Création de fausses preuves
À l’été 2015, le président du Parlement européen, Martin Schulz, a saisi l’Office européen de lutte anti-fraude, ce qui a entraîné l’ouverture d’une enquête par le parquet. Selon les accusations, le parti aurait utilisé, notamment lors du mandat européen de 2014 à 2019, les fonds européens pour se financer et faire progresser Marine Le Pen et le parti. .
La direction du FN a alors tenté de contrer les accusations, affirmant être persécutée par les institutions européennes. Ghislain Dubois, un avocat belge et assistant parlementaire, est chargé de coordonner la défense et de collecter des preuves pour justifier le travail des assistants.

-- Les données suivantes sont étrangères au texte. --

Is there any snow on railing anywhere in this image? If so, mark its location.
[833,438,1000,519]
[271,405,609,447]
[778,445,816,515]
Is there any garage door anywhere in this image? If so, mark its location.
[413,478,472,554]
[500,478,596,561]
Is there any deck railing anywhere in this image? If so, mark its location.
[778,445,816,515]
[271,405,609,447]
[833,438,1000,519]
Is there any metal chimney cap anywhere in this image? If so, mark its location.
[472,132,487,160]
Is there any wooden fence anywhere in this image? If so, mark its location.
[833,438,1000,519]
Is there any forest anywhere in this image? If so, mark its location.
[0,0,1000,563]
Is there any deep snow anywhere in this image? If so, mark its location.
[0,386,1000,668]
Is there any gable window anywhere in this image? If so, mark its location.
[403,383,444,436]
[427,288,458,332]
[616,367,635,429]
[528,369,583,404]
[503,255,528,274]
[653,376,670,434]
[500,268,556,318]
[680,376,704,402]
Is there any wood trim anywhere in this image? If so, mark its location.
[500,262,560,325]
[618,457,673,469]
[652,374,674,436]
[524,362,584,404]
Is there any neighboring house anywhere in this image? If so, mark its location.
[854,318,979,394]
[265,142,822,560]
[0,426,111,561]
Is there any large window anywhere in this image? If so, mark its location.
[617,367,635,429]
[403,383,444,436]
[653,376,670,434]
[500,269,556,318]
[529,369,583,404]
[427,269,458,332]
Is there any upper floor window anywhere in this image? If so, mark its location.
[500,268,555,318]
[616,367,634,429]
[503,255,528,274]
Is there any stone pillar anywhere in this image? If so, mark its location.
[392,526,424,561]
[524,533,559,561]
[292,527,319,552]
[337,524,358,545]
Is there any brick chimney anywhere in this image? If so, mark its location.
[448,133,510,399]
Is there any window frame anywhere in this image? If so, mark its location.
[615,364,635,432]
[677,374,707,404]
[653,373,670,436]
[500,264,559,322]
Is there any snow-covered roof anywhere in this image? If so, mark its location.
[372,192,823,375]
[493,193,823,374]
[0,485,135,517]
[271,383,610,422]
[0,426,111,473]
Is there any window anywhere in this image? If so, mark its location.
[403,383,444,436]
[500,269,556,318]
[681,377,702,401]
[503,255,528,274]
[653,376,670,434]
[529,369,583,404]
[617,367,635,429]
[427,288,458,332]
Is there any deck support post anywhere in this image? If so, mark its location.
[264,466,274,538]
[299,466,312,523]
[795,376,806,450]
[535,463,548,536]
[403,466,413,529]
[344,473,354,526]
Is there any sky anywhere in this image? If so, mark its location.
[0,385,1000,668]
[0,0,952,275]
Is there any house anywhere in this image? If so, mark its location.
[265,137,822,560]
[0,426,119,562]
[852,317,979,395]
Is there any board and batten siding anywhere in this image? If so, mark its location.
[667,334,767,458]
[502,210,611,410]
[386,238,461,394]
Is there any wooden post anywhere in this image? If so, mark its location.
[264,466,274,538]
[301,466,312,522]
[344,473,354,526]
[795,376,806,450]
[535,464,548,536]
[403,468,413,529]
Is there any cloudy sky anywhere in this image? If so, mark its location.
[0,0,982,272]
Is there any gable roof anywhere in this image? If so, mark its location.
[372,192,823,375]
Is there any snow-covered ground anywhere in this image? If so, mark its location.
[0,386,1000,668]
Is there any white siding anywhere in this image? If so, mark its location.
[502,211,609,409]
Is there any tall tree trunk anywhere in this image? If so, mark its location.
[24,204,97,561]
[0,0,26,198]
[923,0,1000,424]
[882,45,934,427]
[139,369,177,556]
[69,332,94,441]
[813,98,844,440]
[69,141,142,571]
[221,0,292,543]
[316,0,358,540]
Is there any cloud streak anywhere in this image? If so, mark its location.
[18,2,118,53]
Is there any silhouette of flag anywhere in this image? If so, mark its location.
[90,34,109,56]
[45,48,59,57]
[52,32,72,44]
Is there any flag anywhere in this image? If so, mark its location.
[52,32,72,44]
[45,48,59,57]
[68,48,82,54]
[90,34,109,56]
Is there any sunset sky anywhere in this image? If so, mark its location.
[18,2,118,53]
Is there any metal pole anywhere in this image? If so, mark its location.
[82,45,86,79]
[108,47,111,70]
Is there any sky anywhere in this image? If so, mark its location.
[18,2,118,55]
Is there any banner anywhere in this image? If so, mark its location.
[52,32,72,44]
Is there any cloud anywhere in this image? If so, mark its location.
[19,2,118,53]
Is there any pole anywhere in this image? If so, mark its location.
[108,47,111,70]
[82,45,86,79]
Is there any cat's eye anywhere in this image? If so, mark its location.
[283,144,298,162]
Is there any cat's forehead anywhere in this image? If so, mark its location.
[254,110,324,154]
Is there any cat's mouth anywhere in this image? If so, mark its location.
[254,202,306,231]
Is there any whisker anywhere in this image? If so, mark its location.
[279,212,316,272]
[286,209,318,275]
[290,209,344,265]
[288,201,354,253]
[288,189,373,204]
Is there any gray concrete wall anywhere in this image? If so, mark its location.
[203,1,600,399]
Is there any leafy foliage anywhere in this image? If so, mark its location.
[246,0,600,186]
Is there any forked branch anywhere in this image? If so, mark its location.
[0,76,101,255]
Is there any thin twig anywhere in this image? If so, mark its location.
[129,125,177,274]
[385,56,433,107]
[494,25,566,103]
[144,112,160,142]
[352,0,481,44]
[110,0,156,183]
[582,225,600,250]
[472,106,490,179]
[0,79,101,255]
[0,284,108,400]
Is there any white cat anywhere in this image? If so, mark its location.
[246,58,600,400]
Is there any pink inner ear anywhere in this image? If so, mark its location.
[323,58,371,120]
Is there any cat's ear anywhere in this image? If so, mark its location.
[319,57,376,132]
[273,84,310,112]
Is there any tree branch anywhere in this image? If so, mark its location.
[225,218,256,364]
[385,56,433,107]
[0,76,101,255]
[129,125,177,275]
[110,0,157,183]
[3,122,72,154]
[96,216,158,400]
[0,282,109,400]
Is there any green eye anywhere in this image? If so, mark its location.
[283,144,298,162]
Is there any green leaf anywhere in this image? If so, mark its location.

En 2018, un stagiaire de Dubois révèle avoir “créé des faux dossiers pour des assistants qui n’ont jamais travaillé pour le Parlement européen”. Parmi eux, Bardella, dont le dossier de preuves factices inclut une revue de presse régionale et un agenda antidatés de sa période d’emploi. Le faux dossier comprend des revues de presse régionales et un agenda 2015 sur lequel Bardella aurait écrit des événements pour simuler son implication dans les activités de Jalkh.
Interrogé par Libération, Bardella a nié ces faits et menacé de porter plainte pour diffamation si ces informations étaient révélées.